17.2.07

A right to learn for learning's sake


By Carl Mollins

The basic mood and spirit that coloured the 70-plus years of Walter Whitfield Mollins, and shaped the gifts of living he spread to so many others, began on the day of his birth in Ottawa.

This writer, his brother, remembers that day near the end of May--a Friday, May 29, 1936, a few weeks before my fifth birthday. Our father came home from the hospital, where our mother had gone for reasons I really didn’t understand. He skipped up the stairs, singing in his musical baritone the announcement to me and my two older sisters that a baby boy had joined the family.

It was pure happiness.

Walt became the life of the family. As well, in reversal of the customary case of the kid brother copying his big brother, Walt in many ways was a model for me.

It was noted, for one thing, that we shared a mutual aversion to shaving. Even in that, Walt’s beard sparked the happier reactions: Folk sometimes compared me to Karl Marx, whereas youngsters often took Walt for Santa Claus.

His sense of humour, pursuit of happiness, his encouragement of that spirit in others, persisted throughout his life and into its final days.

PLAYFUL CHILD BECOMES CULTURED ADULT

His positive mind and manner persevered despite his struggle against the depressive diabetes that struck in early childhood and governed him physically ever after.

In fact, with the diabetic’s need to maintain a balance among daily intakes of insulin and food with exercise, he indulged at an early age in fun and games as a means of burning off excess calories. Many were the laughter-fuelled sessions of skip-rope or hopscotch, of climbing a slippery poplar or, in winter, playing two-person hockey on the home-made backyard rink.



The fun and games contributed in turn to Walter’s active life of happily “doing things,” be it at the piano or with his violin, his paintbrush portraying a landscape, his pen composing a poem, or singing in choirs that toured at home and abroad. Then there was helping Ruffles the dog through a tricks routine.

A good part of the rest of his waking hours would be engaged in fundraising campaigns for charities and performing volunteer services to the community. The most important part of that included his active assistance for the financially or physically or mentally deprived.

LIFE-LONG TEACHER AND VOLUNTEER

Such activity took place both during and following his career as a schoolteacher, an instructor who loved children and worked to help them develop happy lives. Most of his public school efforts consisted of teaching pupils with special needs.
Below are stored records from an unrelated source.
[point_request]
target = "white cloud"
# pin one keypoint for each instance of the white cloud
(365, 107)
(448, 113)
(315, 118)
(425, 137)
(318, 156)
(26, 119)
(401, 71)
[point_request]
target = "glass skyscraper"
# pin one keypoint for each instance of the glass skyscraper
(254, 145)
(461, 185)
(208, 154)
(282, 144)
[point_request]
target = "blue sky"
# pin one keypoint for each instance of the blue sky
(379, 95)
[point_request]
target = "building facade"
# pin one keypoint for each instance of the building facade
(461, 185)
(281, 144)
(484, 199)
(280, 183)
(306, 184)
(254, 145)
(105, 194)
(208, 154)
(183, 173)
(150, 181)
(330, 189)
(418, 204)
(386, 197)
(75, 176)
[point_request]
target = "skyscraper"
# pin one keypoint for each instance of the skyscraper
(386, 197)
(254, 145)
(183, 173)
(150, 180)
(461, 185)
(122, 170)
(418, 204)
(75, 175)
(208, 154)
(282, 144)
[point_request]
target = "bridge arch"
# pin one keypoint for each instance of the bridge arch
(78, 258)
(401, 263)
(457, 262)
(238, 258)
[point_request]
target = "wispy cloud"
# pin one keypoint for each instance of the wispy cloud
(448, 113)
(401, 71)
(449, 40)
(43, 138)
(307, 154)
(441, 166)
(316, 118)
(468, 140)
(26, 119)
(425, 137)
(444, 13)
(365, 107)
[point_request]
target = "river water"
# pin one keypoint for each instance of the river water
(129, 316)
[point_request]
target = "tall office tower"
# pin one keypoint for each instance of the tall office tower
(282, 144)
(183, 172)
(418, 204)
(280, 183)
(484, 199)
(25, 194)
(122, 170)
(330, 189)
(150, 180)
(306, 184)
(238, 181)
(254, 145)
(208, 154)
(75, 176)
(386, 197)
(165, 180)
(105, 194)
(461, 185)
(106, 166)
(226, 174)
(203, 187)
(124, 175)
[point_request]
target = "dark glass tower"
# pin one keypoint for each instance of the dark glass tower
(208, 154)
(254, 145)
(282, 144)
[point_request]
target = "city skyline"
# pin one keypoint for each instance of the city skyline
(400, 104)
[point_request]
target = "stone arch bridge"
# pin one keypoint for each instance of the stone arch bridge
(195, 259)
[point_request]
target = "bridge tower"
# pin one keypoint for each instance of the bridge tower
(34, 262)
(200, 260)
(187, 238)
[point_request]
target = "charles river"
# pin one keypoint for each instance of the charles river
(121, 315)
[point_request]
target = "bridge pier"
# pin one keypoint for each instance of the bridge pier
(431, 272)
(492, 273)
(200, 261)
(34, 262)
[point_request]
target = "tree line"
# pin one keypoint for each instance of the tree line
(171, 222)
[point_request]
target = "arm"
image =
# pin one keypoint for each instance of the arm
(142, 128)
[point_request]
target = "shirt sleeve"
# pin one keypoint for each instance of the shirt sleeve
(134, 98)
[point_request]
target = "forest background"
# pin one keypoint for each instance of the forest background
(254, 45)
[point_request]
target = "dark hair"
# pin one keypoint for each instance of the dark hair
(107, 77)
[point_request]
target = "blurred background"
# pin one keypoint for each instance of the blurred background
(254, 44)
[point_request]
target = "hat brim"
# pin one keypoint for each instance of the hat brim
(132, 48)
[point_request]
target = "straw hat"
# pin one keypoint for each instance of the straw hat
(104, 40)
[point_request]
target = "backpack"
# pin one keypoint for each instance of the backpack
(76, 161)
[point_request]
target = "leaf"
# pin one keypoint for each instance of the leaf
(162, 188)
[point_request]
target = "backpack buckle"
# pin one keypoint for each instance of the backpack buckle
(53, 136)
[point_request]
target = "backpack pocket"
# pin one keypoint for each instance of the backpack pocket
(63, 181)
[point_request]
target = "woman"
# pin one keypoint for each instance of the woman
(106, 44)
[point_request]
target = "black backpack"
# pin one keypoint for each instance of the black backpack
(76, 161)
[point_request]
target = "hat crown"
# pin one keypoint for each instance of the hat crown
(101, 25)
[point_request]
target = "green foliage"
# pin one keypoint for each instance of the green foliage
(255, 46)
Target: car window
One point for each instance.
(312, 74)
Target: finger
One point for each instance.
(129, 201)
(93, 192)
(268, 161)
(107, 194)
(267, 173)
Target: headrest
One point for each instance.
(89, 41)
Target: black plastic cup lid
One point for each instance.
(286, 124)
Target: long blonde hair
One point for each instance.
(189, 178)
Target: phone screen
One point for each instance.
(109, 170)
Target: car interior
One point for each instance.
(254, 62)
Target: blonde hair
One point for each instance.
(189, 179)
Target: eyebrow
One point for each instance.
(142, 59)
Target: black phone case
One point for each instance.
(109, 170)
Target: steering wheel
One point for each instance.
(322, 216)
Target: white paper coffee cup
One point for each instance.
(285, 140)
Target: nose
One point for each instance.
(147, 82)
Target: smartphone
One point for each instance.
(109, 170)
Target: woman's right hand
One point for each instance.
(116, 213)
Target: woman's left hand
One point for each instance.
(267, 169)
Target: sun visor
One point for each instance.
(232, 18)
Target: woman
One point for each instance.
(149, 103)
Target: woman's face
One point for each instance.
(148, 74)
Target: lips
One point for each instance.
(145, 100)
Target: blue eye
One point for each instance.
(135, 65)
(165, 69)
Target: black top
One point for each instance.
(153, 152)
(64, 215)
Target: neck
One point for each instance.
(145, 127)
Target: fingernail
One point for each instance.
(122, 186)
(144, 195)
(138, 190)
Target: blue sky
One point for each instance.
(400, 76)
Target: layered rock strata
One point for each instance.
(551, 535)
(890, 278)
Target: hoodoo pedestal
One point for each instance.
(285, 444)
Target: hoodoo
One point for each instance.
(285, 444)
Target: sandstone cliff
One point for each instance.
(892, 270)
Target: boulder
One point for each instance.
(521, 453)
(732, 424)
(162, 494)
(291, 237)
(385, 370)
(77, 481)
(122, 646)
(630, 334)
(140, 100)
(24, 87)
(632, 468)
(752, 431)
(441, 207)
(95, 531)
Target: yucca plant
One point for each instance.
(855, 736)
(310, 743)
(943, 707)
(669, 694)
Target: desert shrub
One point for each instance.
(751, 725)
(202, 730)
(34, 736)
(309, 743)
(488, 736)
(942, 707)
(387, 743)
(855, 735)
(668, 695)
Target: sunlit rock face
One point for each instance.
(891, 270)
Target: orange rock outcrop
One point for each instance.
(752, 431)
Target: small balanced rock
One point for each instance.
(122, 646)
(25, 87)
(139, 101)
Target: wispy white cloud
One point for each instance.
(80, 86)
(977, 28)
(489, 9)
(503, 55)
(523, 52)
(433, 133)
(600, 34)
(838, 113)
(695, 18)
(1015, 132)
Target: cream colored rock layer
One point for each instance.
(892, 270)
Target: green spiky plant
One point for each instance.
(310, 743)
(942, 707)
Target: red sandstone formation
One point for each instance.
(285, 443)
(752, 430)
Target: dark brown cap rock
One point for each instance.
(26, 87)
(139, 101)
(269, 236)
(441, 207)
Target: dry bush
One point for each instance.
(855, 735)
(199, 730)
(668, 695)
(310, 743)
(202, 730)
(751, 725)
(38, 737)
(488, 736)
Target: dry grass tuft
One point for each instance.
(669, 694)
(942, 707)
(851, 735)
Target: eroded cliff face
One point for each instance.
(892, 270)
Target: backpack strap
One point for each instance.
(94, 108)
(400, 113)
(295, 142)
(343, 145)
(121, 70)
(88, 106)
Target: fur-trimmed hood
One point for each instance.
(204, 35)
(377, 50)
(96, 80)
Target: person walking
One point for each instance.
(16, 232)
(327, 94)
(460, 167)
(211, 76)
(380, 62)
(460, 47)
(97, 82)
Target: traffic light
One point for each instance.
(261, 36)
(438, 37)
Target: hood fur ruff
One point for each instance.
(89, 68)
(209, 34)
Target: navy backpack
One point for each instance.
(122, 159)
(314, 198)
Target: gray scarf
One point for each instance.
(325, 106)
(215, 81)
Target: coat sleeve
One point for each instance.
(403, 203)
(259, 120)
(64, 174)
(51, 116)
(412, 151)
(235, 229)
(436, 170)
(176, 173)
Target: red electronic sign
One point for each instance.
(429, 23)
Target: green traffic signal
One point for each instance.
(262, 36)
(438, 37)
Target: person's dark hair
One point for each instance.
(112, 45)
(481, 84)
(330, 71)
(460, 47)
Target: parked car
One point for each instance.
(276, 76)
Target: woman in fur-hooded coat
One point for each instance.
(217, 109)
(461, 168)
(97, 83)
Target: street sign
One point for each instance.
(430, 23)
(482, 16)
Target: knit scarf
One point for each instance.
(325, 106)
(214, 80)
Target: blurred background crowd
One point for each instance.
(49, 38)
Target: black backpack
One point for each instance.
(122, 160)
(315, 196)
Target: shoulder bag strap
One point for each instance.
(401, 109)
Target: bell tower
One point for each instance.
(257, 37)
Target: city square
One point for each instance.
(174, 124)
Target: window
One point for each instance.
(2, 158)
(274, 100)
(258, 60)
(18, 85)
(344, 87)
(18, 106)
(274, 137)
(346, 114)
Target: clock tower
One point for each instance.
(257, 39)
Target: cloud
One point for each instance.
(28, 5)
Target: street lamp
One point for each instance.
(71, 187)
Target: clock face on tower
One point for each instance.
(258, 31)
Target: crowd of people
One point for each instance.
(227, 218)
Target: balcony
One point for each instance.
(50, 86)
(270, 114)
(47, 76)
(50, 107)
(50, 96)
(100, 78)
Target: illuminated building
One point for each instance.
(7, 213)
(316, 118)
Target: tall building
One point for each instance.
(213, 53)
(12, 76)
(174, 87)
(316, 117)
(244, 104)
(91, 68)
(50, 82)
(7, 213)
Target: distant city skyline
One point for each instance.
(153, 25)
For such pupils, as well as people he later taught voluntarily outside schools, he sought to get them involved, as he was, in the stimulation and enjoyment of participation in the riches of life. In his marriage, he and wife, as a nurse, became a formidable team in caring for underprivileged and ailing neighbours.



Walter not long ago gave voice to his purposes in life in an article by a niece about teaching illiterate people, a project they both pursued. After observing him teaching in Stratford and talking to him about it, she wrote:

“Walter Mollins is working from a belief that everybody has a right to learn for learning’s sake--for the sense of pride, accomplishment and connection that brings, not for any other goal. As he says, everyone has a right to develop a sense of conscious growth . . .

“His approach is to respect and honour people for what they can do. He does not assess based on what they cannot do and try to fill in the gaps. He assesses what they can do and tries to strengthen that and build on it.”

Walter Mollins, in an echo of the day of his birth, thus brought happiness to many people as well as himself and his family. In so doing, he left a great legacy: the hundreds of lives that he enriched in his time. ~

This is a tribute originally given by my father at my uncle's funeral.

1 comment:

Anonymous said...

It is really great that you posted this. I liked reading it again and I love the title. So good.